Que nadie piense que cuando digo lo anterior me guía la complacencia o la resignación, dos vicios que no profeso. Todo lo contrario, creo que hay tantas cosas por hacer y tantas otras que cambiar que mirar hacia atrás pudiera significar perder un tiempo precioso. Pero como lo cortés no quita lo valiente, opino que no está de más reconocer los avances, aunque sólo sea para aprender de lo hecho o para, en su caso, coregir errores y acelerar el progreso. Pero sucede que para algunos de los recién llegados a la política la mejor de sus estrategias es denigrar lo conseguido, hacer tabla rasa de lo existente e intentar construir sobre las cenizas de lo anterior. Es mucho más fácil destruir que edificar, demoler que erigir, sobre todo cuando no se sabe muy bien qué hacer.
Sostenía yo el otro día, en una conversación entre amigos, que durante los catorce años que Felipe González ocupó la presidencia del gobierno de España nuestro país había dado un enorme salto, desde la mediocridad a la modernidad, desde la insignificancia a la vanguardia, de tal manera que después no la reconocía ni la madre que la parió, como en su día vaticinó con avispada jocosidad Alfonso Guerra. Pero ahora hay quienes pretenden echar por tierra aquella etapa, no sólo entre los adversarios políticos del partido socialista -lo que no debería sorprender a nadie-, también dentro de las propias filas del PSOE. Los primeros siempre lo han hecho, pero llama la atención que de un tiempo acá lo hagan unos cuantos de los segundos.

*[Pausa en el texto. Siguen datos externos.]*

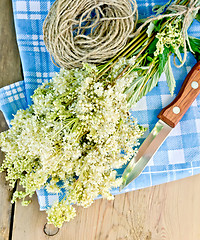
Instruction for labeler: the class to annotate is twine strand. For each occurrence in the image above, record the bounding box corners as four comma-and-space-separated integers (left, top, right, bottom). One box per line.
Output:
43, 0, 138, 68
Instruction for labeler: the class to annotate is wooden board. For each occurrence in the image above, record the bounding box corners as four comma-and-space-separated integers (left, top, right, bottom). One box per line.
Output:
13, 175, 200, 240
0, 0, 22, 240
0, 0, 200, 240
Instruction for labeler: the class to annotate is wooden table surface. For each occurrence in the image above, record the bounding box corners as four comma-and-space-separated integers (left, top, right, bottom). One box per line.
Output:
0, 0, 200, 240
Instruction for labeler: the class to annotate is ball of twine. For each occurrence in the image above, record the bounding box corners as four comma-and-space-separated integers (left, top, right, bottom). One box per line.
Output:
43, 0, 137, 68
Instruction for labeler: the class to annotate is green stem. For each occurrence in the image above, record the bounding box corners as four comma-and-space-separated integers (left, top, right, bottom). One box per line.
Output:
97, 31, 146, 79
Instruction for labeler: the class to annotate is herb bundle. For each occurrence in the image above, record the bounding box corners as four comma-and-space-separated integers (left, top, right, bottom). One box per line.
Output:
96, 0, 200, 106
0, 0, 200, 227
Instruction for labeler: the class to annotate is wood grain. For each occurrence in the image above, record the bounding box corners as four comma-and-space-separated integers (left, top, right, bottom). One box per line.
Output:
0, 0, 200, 240
13, 175, 200, 240
158, 61, 200, 128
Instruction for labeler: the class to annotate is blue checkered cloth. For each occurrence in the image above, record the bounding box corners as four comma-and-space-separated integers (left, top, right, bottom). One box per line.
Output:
0, 0, 200, 210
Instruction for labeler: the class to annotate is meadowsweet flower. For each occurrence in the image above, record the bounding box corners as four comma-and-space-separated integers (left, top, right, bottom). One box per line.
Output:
0, 59, 142, 227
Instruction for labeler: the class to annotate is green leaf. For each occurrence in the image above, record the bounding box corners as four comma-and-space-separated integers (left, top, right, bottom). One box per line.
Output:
164, 57, 176, 95
146, 22, 155, 37
195, 13, 200, 22
152, 0, 172, 15
158, 47, 170, 75
148, 38, 158, 56
189, 37, 200, 61
140, 71, 160, 98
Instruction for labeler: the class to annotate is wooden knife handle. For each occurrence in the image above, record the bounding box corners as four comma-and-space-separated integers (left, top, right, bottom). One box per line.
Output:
158, 61, 200, 128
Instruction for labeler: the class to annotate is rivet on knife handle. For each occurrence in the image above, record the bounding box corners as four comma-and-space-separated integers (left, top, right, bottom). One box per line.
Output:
158, 61, 200, 128
120, 61, 200, 190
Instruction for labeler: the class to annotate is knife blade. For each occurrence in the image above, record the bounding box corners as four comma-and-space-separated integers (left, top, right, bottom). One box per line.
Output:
120, 61, 200, 191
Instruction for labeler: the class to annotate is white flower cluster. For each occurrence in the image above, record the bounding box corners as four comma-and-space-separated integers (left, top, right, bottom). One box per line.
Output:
0, 59, 143, 227
154, 21, 184, 56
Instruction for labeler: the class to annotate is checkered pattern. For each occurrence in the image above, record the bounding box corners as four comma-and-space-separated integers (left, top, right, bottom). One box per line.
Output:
0, 0, 200, 210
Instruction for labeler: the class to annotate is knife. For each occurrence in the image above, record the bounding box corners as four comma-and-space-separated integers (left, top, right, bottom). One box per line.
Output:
120, 61, 200, 191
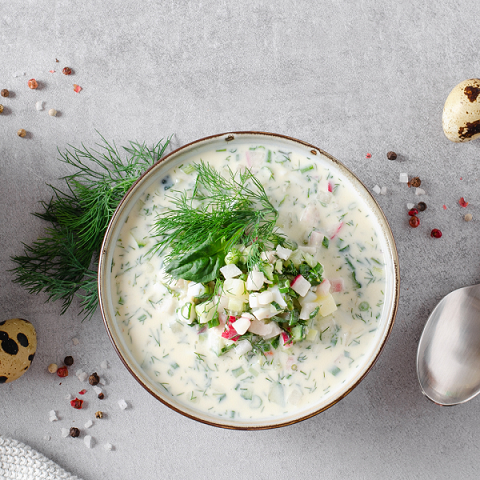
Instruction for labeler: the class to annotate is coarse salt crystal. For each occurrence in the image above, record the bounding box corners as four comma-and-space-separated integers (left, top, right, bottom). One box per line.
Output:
83, 435, 93, 448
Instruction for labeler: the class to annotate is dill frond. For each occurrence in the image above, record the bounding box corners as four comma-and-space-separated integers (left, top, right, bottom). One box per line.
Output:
11, 135, 170, 318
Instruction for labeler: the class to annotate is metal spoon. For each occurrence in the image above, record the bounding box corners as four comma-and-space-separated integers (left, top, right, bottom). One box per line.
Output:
417, 285, 480, 405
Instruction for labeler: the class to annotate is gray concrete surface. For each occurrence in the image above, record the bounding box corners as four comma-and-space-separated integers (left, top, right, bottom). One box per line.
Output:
0, 0, 480, 480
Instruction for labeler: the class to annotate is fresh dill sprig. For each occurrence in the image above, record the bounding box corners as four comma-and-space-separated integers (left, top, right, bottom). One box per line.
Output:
153, 161, 283, 283
11, 135, 170, 318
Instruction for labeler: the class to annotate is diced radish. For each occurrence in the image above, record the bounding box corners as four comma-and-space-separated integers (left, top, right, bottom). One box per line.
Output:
317, 279, 330, 297
233, 317, 252, 335
220, 263, 242, 279
252, 304, 277, 320
245, 271, 265, 292
330, 278, 345, 293
258, 290, 273, 306
330, 222, 343, 240
300, 302, 320, 320
276, 245, 293, 260
235, 340, 252, 356
290, 275, 312, 297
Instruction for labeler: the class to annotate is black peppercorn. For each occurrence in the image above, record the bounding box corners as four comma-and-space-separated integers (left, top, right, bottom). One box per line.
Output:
88, 372, 100, 385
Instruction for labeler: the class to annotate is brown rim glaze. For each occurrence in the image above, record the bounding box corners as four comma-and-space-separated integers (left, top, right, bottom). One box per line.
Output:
98, 131, 400, 430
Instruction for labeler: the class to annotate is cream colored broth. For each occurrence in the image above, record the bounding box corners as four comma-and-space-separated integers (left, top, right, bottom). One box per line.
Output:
112, 146, 386, 419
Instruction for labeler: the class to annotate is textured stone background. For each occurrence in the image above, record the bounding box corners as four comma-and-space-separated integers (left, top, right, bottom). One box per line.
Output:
0, 0, 480, 480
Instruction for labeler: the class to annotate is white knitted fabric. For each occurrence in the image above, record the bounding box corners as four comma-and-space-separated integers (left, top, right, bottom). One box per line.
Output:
0, 437, 81, 480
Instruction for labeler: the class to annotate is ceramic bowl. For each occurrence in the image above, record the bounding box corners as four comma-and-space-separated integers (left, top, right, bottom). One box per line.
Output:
98, 132, 399, 430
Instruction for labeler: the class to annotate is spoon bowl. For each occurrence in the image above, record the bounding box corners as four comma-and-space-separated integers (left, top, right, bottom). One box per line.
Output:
417, 285, 480, 406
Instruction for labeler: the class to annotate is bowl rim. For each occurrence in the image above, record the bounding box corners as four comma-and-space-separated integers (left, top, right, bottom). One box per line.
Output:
97, 131, 400, 430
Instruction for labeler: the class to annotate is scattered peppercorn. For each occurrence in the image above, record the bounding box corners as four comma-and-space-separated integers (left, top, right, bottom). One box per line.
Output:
48, 363, 58, 373
88, 372, 100, 385
407, 177, 422, 188
70, 398, 83, 410
28, 78, 38, 90
57, 367, 68, 377
63, 355, 73, 367
408, 215, 420, 228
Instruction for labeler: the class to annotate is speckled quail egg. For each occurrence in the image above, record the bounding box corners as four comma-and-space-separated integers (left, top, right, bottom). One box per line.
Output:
0, 318, 37, 383
442, 78, 480, 142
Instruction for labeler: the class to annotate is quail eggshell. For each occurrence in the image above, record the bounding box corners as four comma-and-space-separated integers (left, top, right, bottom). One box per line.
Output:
442, 78, 480, 142
0, 318, 37, 383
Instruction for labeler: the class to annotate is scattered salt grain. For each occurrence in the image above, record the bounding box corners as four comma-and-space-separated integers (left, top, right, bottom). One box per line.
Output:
83, 435, 93, 448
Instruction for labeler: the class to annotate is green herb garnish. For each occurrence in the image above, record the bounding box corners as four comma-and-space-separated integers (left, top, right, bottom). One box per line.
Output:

Ya sabemos que para algunos en política todo está permitido, que las maniobras partidistas a veces vulneran los principios éticos más elementales y no pasa nada. Pero resulta grotesco, ridículo hasta el esperpento, que una parte de los que hasta hace muy poco fueron fervientes socialistas, defensores de un partido unido, de su ideología progresista y de la disciplina interna irrenunciable si se pretende ser eficaz, se hayan convertido de la noche a la mañana en furibundos enemigos de su propia historia. Da que pensar, como decía un amigo mío cuando no quería ser más explícito en sus comentarios.
Lo que digo no es un lamento nostálgico, sino una llamada a la reflexión. Destruir para construir sobre las cenizas es propio de vándalos, a quienes no interesa que quede nada, ni siquiera vestigios de lo que hubo. Edificar sobre lo existente es lo que hacen las personas inteligentes, aquellos que consideran que no hay que inventar nada que ya esté inventado.
Lo que sucede es que no siempre la inteligencia es la que guía nuestros pasos, sino que a veces nos mueven o el odio o el sectarismo o la ignorancia, o todos ellos a la vez.